Seit Tagen sondiere ich zusammen mit Harilal und Uttam Kumar die Lage in einem Dorf in der Nähe von Allahabad, um eine Befreiungsaktion vorzubereiten. Nun geht es endlich in die heiße Phase. Wir müssen unbedingt die Arbeitsinspektoren des Distriktes, die Verantwortlichen bei der Polizei und den Regierungspräsidenten für diese Aktion gewinnen. Das größte Problem ist dabei, dass unser Vorhaben vorher keinesfalls bekannt werden darf. Es muss uns gelingen, den Ort der Razzia geheim zu halten, gleichzeitig aber müssen die Verantwortlichen in den Behörden einbezogen werden, damit die Kinder, die befreit werden sollen, später Anrecht auf das staatlich zugesicherte Befreiungsgeld haben. Und dabei wissen wir nur zu gut, dass die Regierungsvertreter mit hoher Wahrscheinlichkeit korrupt sind und monatliches Schweigegeld genau von dem Knüpfstuhlbesitzer erhalten, bei dem wir die Kinder befreien wollen. Eines ist sicher: Erfährt er vorab davon, werden wir bei der Razzia keine Kinder antreffen.

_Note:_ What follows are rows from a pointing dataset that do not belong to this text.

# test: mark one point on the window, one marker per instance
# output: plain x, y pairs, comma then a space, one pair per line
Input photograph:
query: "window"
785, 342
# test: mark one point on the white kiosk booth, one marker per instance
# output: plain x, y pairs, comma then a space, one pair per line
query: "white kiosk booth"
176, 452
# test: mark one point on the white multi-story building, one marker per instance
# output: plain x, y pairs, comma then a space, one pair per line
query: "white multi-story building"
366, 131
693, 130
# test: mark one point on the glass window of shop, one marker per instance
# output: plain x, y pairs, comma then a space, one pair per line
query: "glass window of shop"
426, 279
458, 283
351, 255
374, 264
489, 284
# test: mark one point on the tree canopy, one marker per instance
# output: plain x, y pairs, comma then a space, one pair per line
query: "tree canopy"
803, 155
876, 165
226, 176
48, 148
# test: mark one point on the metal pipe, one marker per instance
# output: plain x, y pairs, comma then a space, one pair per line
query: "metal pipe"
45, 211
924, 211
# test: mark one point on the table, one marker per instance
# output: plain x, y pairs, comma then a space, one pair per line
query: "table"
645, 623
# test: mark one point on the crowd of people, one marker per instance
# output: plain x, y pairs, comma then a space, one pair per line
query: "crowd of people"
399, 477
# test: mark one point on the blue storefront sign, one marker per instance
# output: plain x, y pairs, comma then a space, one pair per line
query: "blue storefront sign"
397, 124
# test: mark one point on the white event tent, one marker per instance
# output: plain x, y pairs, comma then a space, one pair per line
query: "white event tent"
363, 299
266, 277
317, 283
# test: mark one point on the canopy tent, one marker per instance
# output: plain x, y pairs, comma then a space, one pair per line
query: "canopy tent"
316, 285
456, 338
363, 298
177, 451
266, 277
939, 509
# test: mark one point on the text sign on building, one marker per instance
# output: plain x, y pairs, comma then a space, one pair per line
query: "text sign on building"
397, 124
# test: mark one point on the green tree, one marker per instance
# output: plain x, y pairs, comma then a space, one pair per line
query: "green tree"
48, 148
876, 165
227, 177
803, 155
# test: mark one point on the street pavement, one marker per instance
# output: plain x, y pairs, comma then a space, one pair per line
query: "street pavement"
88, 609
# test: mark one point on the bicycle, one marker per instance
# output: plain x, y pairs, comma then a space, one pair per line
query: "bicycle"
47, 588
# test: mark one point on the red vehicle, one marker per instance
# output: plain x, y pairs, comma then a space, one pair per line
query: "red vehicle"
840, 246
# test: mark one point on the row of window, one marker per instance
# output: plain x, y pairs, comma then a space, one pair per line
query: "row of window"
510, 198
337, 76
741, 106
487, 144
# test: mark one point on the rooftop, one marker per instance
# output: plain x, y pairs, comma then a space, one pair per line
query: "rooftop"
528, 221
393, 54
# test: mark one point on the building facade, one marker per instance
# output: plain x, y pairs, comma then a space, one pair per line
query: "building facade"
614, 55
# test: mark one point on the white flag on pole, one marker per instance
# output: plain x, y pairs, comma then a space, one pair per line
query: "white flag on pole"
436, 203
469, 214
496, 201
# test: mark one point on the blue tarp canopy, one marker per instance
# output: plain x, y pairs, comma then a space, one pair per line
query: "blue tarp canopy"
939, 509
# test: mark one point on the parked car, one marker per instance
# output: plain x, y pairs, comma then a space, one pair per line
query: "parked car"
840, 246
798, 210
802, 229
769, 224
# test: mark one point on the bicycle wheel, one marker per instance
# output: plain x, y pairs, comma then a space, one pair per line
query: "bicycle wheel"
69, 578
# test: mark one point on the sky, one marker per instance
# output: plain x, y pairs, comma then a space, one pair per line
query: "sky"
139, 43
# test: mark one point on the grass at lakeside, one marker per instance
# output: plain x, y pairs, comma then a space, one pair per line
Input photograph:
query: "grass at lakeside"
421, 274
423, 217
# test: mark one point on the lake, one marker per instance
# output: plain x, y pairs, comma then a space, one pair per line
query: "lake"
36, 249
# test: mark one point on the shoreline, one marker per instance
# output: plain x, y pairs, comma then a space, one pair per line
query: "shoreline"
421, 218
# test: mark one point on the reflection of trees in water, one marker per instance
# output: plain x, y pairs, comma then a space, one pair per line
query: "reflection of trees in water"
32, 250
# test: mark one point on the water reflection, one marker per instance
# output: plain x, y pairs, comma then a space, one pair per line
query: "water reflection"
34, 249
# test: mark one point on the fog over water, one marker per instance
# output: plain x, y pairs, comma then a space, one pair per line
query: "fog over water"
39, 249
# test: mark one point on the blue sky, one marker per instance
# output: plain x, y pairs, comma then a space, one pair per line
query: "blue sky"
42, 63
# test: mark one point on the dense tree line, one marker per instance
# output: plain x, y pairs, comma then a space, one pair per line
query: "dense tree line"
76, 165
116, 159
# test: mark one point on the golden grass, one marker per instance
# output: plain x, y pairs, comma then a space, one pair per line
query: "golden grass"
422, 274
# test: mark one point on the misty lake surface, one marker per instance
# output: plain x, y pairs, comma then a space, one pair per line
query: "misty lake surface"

Heute, am 23. November, ist es uns gelungen, genügend Autos für die Aktion zu organisieren. Der Arbeitsinspektor sichert uns zu, dass er zwei Jeeps zur Verfügung stellt, eine für uns überraschende Zusage. Zwei weitere Fahrzeuge organisieren wir selbst.

Um 8.00 Uhr fahren wir aus einem Vorort von Allahabad zum Treffpunkt bei Childline (Kindernottelefon) in der Innenstadt. Um 9.15 Uhr kommt endlich der Arbeitsinspektor. Wie so häufig geraten sich indisches und deutsches Zeitverständnis in die Quere. Dass er 45 Minuten zu spät dran ist, stört ihn nicht.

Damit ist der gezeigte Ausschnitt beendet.